3. Die Verfassungsbeschwerde ist auch nicht offensichtlich unbegründet.
Ob die Einführung der beschränkten Postulationsfähigkeit in den neuen Bundesländern für die Dauer von zehn Jahren gerechtfertigt ist, bedarf schon deshalb näherer Prüfung, weil der Gesetzgeber in den alten Bundesländern nach einer Übergangsfrist von fünf Jahren die Abschaffung dieser Beschränkung vorgesehen hat.
4. Die Entscheidung über den Erlaß der einstweiligen Anordnung hängt danach von der Abwägung der eintretenden Folgen ab.
a) Ergeht die einstweilige Anordnung und wird die Regelung des § 78 Abs. 1 und 2 ZPO a.F. in den neuen Bundesländern bei gleichzeitiger Weitergeltung des § 22 RpflAnpG nicht in Kraft gesetzt, so wird nur die Einführung der beschränkten Postulationsfähigkeit hinausgeschoben. Der vom Gesetzgeber mit dieser Erstreckung wohl vor allem verfolgte Zweck, die Rechtsanwälte in den neuen Bundesländern noch für eine gewisse Zeit vor dem Wettbewerb mit Rechtsanwälten aus den alten Bundesländern zu schützen, wird durch die vorläufige Aufrechterhaltung des § 22 RpflAnpG hinlänglich erreicht. Erweist sich m Hauptsacheverfahren die angefochtene Regelung als verfassungsgemäß, wird lediglich der vom Gesetzgeber bisher auf zehn Jahre angesetzte Übergangszeitraum verkürzt.
b) Ergeht jedoch die einstweilige Anordnung nicht, gilt § 78 Abs. 1 und 2 ZPO a.F. ab 1. Januar 1995 in den neuen Bundesländern. Erweist sich die Verfassungsbeschwerde im Hauptsacheverfahren als begründet, war die Anwaltstätigkeit in den neuen Bundesländern in der Zwischenzeit spürbar behindert. Die dort zugelassenen Rechtsanwälte müssen sich zunächst auf die Beschränkung der Postulationsfähigkeit umstellen; sie können Mandate nicht mehr in gewohnter Weise betreuen. Art und Ausmaß dieser Behinderung wird zwar von der Zusammensetzung der Klientel sowie der Spezialisierung des einzelnen Rechtsanwalts abhängen. Die Umstellung wird jedoch im Regelfall den Verlust von Mandaten nach sich ziehen und die Gewinnung neuer Mandate erschweren. Die Folgen werden dadurch verstärkt, daß sich in den neuen Bundesländern viele Kanzleien, insbesondere im ländlichen Raum, noch in der Phase des Aufbaus befinden. Es ist zu erwarten, daß gerade kleine Kanzleien die zweimalige Umstellung innerhalb relativ kurzer Zeit besonders schwer verkraften würden.

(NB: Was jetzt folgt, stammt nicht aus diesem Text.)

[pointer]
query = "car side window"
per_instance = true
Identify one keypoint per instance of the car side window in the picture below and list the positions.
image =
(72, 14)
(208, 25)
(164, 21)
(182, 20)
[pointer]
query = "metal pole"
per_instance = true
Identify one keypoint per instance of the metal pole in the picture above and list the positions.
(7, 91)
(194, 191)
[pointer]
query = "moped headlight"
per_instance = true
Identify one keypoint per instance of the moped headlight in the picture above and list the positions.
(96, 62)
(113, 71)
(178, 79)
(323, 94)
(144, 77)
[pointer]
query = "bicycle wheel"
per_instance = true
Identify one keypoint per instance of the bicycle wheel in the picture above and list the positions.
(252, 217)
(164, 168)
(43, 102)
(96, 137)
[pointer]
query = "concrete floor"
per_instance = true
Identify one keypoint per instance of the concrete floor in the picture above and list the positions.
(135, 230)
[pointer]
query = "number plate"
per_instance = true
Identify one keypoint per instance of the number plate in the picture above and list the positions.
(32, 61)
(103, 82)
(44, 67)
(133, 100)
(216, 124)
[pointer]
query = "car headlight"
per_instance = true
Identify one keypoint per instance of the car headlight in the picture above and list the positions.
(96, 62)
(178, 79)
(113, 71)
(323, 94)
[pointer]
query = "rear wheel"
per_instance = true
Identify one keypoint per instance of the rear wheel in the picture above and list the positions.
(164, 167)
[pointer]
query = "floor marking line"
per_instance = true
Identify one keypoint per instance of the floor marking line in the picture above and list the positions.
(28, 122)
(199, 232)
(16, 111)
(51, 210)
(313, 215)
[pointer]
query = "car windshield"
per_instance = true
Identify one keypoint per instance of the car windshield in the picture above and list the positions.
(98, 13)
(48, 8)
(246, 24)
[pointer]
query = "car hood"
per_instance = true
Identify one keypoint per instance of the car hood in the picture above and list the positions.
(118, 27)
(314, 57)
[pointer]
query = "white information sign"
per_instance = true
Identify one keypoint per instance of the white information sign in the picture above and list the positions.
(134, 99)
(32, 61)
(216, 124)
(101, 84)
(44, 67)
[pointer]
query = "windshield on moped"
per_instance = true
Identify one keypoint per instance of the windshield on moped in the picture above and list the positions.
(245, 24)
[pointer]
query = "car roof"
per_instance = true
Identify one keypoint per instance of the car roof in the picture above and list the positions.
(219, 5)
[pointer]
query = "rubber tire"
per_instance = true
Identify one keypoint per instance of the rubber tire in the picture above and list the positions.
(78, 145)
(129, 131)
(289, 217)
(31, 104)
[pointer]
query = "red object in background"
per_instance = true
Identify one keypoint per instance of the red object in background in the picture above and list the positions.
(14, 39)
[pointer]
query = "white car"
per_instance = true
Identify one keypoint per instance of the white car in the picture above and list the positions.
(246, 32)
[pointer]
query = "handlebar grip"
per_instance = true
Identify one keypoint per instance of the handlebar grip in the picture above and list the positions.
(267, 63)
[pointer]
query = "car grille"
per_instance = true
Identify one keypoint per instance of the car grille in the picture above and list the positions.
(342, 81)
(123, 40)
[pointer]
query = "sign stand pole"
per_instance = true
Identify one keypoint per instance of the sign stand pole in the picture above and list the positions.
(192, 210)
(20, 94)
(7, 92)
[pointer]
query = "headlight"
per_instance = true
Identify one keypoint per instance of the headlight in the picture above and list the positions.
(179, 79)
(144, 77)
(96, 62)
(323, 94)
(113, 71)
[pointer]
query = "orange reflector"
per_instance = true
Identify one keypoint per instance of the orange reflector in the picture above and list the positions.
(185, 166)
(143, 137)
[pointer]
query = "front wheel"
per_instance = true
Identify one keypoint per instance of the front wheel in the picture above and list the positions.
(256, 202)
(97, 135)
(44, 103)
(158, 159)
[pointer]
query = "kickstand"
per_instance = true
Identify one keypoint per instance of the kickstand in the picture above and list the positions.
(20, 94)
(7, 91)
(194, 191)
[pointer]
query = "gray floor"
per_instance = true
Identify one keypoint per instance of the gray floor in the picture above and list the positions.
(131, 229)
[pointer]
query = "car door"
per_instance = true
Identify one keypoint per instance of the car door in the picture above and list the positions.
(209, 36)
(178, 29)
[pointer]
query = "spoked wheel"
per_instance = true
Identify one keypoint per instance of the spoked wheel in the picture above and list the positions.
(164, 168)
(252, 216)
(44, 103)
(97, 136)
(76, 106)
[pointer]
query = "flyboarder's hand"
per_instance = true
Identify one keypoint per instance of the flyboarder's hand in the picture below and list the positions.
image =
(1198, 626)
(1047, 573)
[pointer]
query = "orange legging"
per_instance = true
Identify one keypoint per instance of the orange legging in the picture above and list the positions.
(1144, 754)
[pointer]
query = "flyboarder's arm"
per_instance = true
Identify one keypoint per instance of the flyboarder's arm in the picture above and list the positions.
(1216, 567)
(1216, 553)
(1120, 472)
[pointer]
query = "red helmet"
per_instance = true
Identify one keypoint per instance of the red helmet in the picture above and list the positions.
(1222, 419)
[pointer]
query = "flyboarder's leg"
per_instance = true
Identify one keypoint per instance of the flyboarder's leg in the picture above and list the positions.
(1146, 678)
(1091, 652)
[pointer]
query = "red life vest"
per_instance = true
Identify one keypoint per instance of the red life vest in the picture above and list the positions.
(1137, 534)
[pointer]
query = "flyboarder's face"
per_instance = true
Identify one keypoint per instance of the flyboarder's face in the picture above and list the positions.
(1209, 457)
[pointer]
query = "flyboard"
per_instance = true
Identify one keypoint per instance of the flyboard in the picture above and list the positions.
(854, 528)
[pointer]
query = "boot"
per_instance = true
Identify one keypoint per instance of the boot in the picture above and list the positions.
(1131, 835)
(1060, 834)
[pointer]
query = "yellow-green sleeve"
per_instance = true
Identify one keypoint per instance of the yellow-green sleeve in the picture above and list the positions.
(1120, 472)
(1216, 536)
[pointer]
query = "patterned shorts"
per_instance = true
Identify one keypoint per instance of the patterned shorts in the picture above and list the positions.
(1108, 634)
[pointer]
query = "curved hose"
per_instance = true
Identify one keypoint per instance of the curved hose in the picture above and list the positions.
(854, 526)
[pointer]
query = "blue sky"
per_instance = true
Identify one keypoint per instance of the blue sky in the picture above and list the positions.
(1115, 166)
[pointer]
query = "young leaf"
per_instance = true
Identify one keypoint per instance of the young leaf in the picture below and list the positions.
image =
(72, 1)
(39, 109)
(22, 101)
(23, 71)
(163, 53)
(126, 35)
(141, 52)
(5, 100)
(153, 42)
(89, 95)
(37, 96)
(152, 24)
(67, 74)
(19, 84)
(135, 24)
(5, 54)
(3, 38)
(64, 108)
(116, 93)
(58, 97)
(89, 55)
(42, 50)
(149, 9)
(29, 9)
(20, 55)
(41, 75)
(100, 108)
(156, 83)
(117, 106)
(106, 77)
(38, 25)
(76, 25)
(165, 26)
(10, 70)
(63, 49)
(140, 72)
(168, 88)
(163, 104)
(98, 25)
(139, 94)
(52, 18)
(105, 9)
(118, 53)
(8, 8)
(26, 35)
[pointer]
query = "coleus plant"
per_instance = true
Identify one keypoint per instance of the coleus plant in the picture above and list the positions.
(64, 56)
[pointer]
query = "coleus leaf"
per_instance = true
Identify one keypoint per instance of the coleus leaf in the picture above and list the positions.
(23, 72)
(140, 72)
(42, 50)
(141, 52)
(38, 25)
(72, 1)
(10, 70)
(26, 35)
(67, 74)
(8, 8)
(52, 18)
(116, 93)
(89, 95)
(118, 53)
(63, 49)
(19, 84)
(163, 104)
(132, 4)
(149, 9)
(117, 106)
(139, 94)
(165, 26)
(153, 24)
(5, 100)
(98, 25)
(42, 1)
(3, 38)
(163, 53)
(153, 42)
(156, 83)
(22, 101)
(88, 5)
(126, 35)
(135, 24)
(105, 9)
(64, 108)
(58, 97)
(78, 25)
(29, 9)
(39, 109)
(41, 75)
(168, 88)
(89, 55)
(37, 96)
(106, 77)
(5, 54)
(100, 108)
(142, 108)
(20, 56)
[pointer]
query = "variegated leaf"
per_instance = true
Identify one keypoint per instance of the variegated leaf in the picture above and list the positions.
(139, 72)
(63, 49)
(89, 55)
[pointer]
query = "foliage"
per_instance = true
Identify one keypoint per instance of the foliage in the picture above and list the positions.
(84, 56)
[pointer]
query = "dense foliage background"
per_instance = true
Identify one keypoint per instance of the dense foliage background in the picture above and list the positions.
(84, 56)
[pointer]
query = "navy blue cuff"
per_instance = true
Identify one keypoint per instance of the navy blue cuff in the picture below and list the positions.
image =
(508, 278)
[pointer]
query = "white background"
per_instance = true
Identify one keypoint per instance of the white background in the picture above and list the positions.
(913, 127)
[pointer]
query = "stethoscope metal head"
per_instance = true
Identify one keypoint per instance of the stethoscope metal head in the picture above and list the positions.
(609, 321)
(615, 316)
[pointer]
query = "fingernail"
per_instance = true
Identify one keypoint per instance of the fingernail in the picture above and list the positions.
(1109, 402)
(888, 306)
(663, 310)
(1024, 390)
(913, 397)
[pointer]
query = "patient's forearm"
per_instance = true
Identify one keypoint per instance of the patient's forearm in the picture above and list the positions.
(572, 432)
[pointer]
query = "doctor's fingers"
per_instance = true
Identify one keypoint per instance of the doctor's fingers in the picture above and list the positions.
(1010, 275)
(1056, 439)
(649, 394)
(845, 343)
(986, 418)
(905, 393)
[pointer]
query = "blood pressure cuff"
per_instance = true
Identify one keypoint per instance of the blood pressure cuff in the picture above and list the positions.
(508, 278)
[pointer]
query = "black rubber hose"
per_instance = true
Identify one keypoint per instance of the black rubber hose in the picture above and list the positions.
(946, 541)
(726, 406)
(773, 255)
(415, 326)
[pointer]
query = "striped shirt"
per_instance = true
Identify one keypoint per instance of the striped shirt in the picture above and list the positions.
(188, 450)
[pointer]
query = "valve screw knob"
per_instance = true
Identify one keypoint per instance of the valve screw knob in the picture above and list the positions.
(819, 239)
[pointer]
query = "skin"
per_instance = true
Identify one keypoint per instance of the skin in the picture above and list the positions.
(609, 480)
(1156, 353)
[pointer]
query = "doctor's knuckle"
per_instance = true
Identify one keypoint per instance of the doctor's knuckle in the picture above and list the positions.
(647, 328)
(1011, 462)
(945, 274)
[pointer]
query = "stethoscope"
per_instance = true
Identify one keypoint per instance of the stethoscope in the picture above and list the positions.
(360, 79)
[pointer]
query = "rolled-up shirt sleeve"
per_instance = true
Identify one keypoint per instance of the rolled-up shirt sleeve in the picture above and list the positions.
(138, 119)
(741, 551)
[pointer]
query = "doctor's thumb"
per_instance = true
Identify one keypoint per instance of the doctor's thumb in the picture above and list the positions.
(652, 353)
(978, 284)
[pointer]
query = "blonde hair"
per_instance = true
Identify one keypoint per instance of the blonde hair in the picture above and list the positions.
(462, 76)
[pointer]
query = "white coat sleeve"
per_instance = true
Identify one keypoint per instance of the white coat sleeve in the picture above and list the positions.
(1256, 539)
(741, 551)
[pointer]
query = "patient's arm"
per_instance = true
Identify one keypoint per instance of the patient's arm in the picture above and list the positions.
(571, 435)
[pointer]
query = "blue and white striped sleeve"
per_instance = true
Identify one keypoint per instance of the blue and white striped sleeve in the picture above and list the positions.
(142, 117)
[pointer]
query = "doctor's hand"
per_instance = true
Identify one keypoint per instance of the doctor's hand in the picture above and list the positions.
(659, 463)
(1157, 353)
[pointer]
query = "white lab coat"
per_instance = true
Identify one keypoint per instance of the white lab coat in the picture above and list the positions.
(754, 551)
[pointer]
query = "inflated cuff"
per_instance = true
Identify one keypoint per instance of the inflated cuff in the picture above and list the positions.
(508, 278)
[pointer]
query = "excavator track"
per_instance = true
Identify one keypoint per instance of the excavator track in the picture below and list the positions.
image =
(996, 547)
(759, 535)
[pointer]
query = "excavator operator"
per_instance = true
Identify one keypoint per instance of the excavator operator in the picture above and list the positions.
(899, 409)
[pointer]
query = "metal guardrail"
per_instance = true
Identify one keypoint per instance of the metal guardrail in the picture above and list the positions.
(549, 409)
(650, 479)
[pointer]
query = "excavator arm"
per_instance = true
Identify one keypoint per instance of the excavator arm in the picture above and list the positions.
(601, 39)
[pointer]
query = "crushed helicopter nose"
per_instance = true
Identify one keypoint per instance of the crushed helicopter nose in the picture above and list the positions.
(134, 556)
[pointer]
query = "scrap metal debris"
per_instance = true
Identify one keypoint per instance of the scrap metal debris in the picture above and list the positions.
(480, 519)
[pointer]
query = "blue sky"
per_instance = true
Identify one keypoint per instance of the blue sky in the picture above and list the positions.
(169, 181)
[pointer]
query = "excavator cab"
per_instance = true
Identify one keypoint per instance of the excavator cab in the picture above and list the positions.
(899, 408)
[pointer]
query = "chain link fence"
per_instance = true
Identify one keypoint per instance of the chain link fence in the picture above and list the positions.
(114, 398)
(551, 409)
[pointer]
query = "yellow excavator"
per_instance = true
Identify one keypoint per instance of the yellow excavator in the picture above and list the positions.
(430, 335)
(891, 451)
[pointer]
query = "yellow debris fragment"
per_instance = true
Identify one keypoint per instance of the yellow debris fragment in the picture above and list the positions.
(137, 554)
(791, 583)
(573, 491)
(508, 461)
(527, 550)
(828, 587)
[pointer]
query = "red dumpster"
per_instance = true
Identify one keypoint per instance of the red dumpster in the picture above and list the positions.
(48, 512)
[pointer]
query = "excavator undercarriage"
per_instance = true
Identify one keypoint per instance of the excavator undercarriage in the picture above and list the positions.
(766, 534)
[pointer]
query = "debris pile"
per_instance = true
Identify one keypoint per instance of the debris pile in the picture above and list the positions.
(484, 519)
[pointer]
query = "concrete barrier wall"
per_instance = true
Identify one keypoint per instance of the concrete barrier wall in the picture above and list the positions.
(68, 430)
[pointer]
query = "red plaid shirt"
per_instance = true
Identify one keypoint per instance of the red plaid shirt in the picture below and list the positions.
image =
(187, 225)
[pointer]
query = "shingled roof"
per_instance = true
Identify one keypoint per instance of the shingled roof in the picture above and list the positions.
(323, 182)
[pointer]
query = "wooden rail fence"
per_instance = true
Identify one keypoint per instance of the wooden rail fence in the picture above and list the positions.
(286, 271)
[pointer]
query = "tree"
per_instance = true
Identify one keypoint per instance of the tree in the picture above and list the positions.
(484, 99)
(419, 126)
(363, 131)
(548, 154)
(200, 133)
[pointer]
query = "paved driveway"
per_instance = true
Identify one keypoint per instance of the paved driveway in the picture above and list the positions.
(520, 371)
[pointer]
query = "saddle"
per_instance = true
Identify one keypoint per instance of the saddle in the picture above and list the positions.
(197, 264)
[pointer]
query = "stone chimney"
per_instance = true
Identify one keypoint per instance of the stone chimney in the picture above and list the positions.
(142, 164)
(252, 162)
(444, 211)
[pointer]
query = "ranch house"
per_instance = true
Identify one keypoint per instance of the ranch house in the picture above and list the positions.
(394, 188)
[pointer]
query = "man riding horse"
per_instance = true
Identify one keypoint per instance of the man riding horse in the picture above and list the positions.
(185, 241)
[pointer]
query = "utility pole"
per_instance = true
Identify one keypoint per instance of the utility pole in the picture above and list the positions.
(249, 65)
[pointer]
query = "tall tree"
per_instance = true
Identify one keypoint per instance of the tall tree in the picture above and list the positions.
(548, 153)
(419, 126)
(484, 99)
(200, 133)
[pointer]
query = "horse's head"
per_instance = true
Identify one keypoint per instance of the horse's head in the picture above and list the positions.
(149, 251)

c) Die Abwägung ergibt, daß dem Interesse an der vorläufigen Aussetzung des Inkrafttretens von § 78 Abs. 1 und 2 ZPO a.F. im aus dem Tenor ersichtlichen Umfang - verbunden mit der weiteren Anwendbarkeit von § 22 RpflAnpG - der Vorrang einzuräumen ist. Denn es ist nicht erkennbar, daß der beabsichtigte Schutz nur durch eine sofortige Einführung der beschränkten Postulationsfähigkeit in den neuen Bundesländern verwirklicht werden könnte.